Something about Calendar Year 2020 feels futuristic. After all, it is two decades past the year 2000 (Y2K) - the year when significant problems were anticipated due to the computer programming shortcut related to the formatting and storage of calendar dates for dates beginning in the year 2000.
Microsoft Windows 7 AnnouncementOn October 22, 2009 (almost 10 years later), Microsoft released Windows 7. The release was much anticipated due to the difficulties users and administrators encountered with Windows Vista. When Microsoft released Windows 7, they committed to providing 10 years of product support. Fast forward approximately 10 years later, January 14, 2020, is the specific end of support day for Windows 7; meaning, after that day, technical assistance and software updates from Windows Update that help protect your PC will no longer be available for the product. While most computers can be upgraded to Windows 10, there are millions that while considered unsupported, will remain in service. What if your system(s) are still running Windows 7 after January 14, 2010? Is there anything that can be done to mitigate risks? Failure to upgrade to Windows 10 can leave many users dealing with the dreaded "blue screen of death" message from Windows. However, according to CNet, Microsoft is still offering a free download of Windows 10 for a limited time. With over 50% of users still relying on Windows 7, we recommend upgrading to a newer version of Windows to maintain proper protection against threats.

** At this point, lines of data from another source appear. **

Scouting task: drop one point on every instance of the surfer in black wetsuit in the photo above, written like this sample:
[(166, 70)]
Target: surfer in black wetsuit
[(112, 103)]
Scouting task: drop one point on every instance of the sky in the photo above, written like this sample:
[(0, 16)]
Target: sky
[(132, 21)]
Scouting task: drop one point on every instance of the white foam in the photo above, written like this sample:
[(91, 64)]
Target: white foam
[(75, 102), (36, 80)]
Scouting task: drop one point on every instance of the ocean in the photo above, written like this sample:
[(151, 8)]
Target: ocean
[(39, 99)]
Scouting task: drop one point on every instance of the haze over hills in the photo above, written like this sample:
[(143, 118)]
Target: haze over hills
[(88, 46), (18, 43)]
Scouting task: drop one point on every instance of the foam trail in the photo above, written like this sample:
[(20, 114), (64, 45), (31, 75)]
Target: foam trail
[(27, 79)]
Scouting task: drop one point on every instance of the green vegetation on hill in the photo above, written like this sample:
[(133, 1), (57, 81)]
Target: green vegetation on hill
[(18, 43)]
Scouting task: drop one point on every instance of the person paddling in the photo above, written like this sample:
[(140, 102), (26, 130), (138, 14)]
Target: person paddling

HIPAA Security Rule - What are the Requirements?In the June 2018 Cybersecurity Newsletter, the Office for Civil Rights (OCR) stating that under the HIPAA Security Rule, covered entities and business associates are required to protect their electronic protected health information (ePHI), which includes identifying and mitigating software vulnerabilities of computer programs and systems that could affect the security of ePHI. This includes conducting a security risk analysis (SRA) and implementing measures that reduce risks and vulnerabilities to a reasonable level. From there, OCR guidance for mitigating risks and vulnerabilities. To address the risks and vulnerabilities of Windows 7, consider the following:
In situations where patches are not available (e.g., obsolete or unsupported software) or testing or other concerns weigh against patching as a mitigation solution, entities should implement reasonable compensating controls to reduce the risk of identified vulnerabilities to a reasonable and appropriate level (e.g., restricting network access or disabling network services to reduce vulnerabilities that could be exploited via network access).

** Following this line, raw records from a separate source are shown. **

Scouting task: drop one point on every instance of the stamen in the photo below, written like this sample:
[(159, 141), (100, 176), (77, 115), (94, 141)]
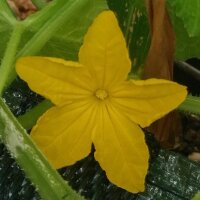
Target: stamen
[(101, 94)]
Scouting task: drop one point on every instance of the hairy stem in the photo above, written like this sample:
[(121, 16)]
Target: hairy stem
[(48, 182), (7, 65)]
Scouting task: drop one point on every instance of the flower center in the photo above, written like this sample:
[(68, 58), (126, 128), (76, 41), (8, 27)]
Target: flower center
[(101, 94)]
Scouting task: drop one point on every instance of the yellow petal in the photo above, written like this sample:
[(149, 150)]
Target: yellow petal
[(64, 133), (104, 51), (58, 80), (146, 101), (121, 150)]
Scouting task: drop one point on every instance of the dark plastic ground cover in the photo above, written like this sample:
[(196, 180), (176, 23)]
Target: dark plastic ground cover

OCR also mentions that identifying and mitigating the risks unpatched software poses to ePHI is important to ensure the protection of ePHI and in fulfilling HIPAA requirements (this includes operating systems such as Windows 7 - and not too long ago, when Windows XP was no longer HIPAA compliant).

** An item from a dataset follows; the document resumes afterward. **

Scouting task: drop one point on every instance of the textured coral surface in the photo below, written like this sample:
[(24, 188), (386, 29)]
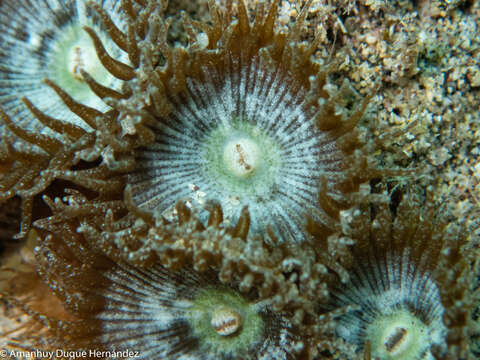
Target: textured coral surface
[(239, 179)]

Healthcare Compliance Pros recommends making sure your systems are up to date whenever possible. However, we understand upgrades to operating systems are often a big challenge in the healthcare industry - due to the complexity of systems. Therefore, it is important to have a documented plan to mitigate the risks of using Windows 7 until your systems can be upgraded. In addition, we recommend maintaining an inventory of these systems including what types of access to ePHI they may have and the reason why they have not already been updated. By implementing controls to mitigate risks with reasonable safeguard, you can reasonably safeguard ePHI and other sensitive data that could otherwise be exploited until you are ready to upgrade.